Em vez de ter que sequenciar o genoma inteiro de uma cobra (um processo longo e caro) e vasculhá-lo em busca de mais de 2.000 possíveis genes produtores de veneno, o VenomCap poderia fornecer um meio mais rápido e fácil para os cientistas verem quais desses genes uma cobra possui.
Para testar a capacidade do VenomCap de se ligar aos genes produtores de veneno, os pesquisadores coletaram amostras de tecido de 24 espécies de cobras da família Elapidae, de importância médica, que inclui cobras, mambas e cobras-corais.
Estudos genômicos anteriores já mostraram muitos dos genes produtores de veneno que essas cobras têm, e o VenomCap conseguiu igualar esses resultados, em média, com 76% de precisão. O VenomCap pode ser usado com tecidos coletados anteriormente de qualquer lugar do corpo de uma cobra, em vez de precisar vir diretamente das glândulas de veneno, que é outra técnica frequentemente usada para determinar genes de veneno em cobras.
Como o VenomCap pode ser usado para analisar genes de veneno de espécies individuais em toda a família dos elapídeos (cerca de 400 espécies), pode facilitar para os cientistas estudar as relações entre os estilos de vida dessas cobras e os venenos que elas produzem.
"Digamos que você esteja interessado em algumas espécies de cobras intimamente relacionadas que parecem diferentes umas das outras, vivem em ambientes diferentes e comem coisas diferentes. O VenomCap pode ajudar os cientistas a comparar os venenos que essas cobras produzem, e isso pode ajudar a responder a perguntas mais amplas sobre se os venenos evoluem para corresponder ao estilo de vida das cobras, ou se o estilo de vida delas evolui para corresponder ao veneno que elas produzem", diz Ruane.

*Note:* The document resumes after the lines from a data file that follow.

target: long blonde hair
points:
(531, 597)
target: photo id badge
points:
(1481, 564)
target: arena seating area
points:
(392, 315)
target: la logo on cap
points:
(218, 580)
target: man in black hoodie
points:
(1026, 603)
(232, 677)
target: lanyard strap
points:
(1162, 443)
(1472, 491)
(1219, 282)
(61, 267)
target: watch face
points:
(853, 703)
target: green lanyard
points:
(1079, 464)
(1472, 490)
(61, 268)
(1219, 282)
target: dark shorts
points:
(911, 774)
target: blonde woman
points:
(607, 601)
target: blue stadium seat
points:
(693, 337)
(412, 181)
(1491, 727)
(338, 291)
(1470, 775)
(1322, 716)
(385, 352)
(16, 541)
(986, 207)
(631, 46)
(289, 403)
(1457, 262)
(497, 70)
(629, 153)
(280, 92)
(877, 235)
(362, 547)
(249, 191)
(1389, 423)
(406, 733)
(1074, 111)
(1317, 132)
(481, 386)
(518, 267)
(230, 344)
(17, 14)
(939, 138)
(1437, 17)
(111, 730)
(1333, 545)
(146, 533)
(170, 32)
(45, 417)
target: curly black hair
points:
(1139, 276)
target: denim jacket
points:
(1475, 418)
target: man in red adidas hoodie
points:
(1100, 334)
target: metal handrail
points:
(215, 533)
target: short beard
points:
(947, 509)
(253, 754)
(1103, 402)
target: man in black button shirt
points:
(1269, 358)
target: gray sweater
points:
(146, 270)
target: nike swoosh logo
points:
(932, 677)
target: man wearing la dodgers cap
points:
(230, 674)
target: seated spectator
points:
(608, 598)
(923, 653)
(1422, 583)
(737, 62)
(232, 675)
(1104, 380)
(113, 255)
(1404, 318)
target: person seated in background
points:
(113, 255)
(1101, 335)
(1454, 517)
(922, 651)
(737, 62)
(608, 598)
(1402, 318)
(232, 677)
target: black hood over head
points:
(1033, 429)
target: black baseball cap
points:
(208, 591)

Além de lançar luz sobre a evolução das cobras, uma ferramenta como o VenomCap pode fazer a diferença para cientistas que tentam tratar picadas de cobras perigosas .
"A picada de cobra é considerada uma doença negligenciada em escala global. Nos Estados Unidos, não entramos em contato com cobras venenosas com tanta frequência e, quando entramos, temos um tratamento médico extremamente bom — se você for rapidamente ao hospital com uma picada de cobra, é quase certo que não vai morrer", diz Ruane.
"Mas em outras partes do mundo, um hospital pode estar muito longe para ser alcançado a tempo, ou eles podem não ter o tipo certo de antídoto à mão, porque o antídoto é muito escasso. Então, qualquer tipo de trabalho que analise o veneno de cobra e nos ajude a identificar os venenos presentes em diferentes espécies pode ser extremamente importante para fornecer dados básicos para o desenvolvimento de tratamentos eficazes."
Mais informações: VenomCap: Um conjunto de sondas de captura de exon para sequenciamento direcionado de genes de veneno de cobra, Molecular Ecology Resources (2024).